Maka dibutuhkan
jurnalisme yang peka gender dan punya empati yang tinggi sekali. Perempuan
sesungguhnya bukan hanya menghadapi musuh lama (laki-laki) tetapi musuh baru
yang jauh lebih perkasa, yakni kapitalisme. Laki-laki bahkan telah dimanfaatkan
oleh kapitalisme untuk bersama-sama melestarikan struktur hubungan gender yang
timpang. Pelestarian ketimpangan hubungan itu tidak hanya menyebabkan perempuan
semakin tersubordinasi, tapi juga menyebabkan subordinasi perempuan oleh
perempuan sendiri. Jurnalis(me) yang peka gender dengan demikian memang tak
mengenal pembagian kerja secara seksual. Dalam banyak kasus, tak sedikit
jurnalis laki-laki yang justru memiliki kepekaaan gender dalam pemberitaan yang
mereka buat. Sedang di sisi lain cukup banyak jurnalis perempuan yang justru
tidak memiliki kepekaan gender dalam berita-berita yang mereka tulis. Sudah
tentu, persoalannya bukan sekadar jurnalis laki-laki atau jurnalis perempuan
yang paling tepat untuk meliput peristiwa kekerasan terhadap perempuan. Yang
dibutuhkan adalah suatu metode kerja jurnalis(me), yang mampu menghasilkan
informasi jurnalisme yang berperspektif gender.
Penerapan
jumalisme empati melalui metode reportase dalam mengeksplorasi fakta-fakta
publik melalui sudut pandang (angle) dan fokus perhatian (focus interest). Kedua
hal saling berkaitan, yaitu sudut pandang merupakan pilihan dalam menentukan
sasaran yang akan dijadikan sebagai subyek sebagai titik tolak dalam menentukan
sasaran yang akan dijadikan subyek sebagai titik tolak dalam pemaparan berita
(news story). Manakala yang dijadikan subyek adalah korban dalam relasi sosial,
maka untuk mendapatkan gambaran tentang fakta situasi sosial korban ini.
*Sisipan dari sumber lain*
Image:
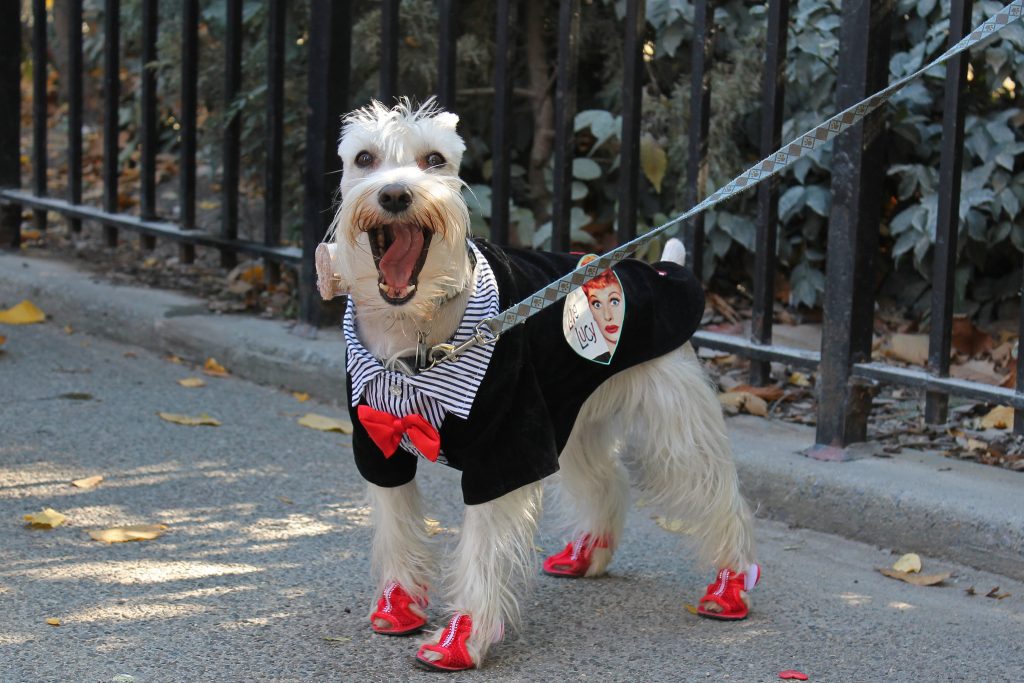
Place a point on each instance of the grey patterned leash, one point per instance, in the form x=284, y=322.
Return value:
x=488, y=330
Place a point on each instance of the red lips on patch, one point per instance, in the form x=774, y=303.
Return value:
x=398, y=261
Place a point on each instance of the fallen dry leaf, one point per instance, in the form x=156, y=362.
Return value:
x=768, y=393
x=998, y=418
x=48, y=518
x=908, y=348
x=909, y=562
x=88, y=482
x=125, y=534
x=916, y=579
x=326, y=424
x=968, y=339
x=799, y=379
x=189, y=421
x=214, y=369
x=24, y=313
x=734, y=401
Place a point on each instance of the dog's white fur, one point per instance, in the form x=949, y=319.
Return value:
x=659, y=422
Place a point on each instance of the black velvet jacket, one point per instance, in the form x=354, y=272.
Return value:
x=536, y=383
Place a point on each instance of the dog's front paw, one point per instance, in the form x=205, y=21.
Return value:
x=398, y=613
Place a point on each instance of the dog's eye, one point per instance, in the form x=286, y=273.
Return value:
x=364, y=159
x=434, y=159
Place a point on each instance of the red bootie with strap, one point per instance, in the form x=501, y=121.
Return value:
x=574, y=560
x=726, y=593
x=395, y=607
x=450, y=652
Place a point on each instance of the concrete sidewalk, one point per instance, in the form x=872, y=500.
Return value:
x=924, y=503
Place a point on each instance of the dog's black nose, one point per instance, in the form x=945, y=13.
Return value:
x=394, y=198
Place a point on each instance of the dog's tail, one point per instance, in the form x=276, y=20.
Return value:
x=675, y=252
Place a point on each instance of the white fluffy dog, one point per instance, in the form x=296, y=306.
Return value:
x=400, y=249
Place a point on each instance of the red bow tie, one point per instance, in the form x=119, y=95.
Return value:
x=386, y=430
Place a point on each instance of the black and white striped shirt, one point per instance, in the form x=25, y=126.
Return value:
x=449, y=387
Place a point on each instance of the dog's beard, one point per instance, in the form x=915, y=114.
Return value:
x=403, y=263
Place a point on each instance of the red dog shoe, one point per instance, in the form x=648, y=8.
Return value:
x=451, y=646
x=574, y=560
x=395, y=608
x=725, y=593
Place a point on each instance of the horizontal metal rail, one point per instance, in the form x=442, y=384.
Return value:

Yang
harus dilakukan sekarang adalah :
1> Mengikutsertakan
para jurnalisme dalam kegiatan “pencerahan” yang diselenggarakan LSM ataupun
juga pemerintah kita sendiri.
2> Menggalang
solidaritas masyarakat untuk memboikot surat kabar yang tidak mau mengubah orentasi
pemberitaan mereka agar peka gender. Bentuk boikot masyarakat bisa dengan
berhenti berlangganan atau membeli secara eceran, atau bahkan memutuskan sama
sekali tidak membaca surat kabar bersangkutan.
Pers sebagai
cerminan harus bisa menunjukkan citra positive nya dalam kehidupan
bermasyarakat. Pers Indonesia harus lebih meningkatakan kesadarannya akan citra
positive itu terutama menyangkut dalam pemberitaan yang berbau pornografi.
Harus menaati dan mematuhi Undang- Undang Pornografi yang baru saja di tetapkan
di Indonesia ini.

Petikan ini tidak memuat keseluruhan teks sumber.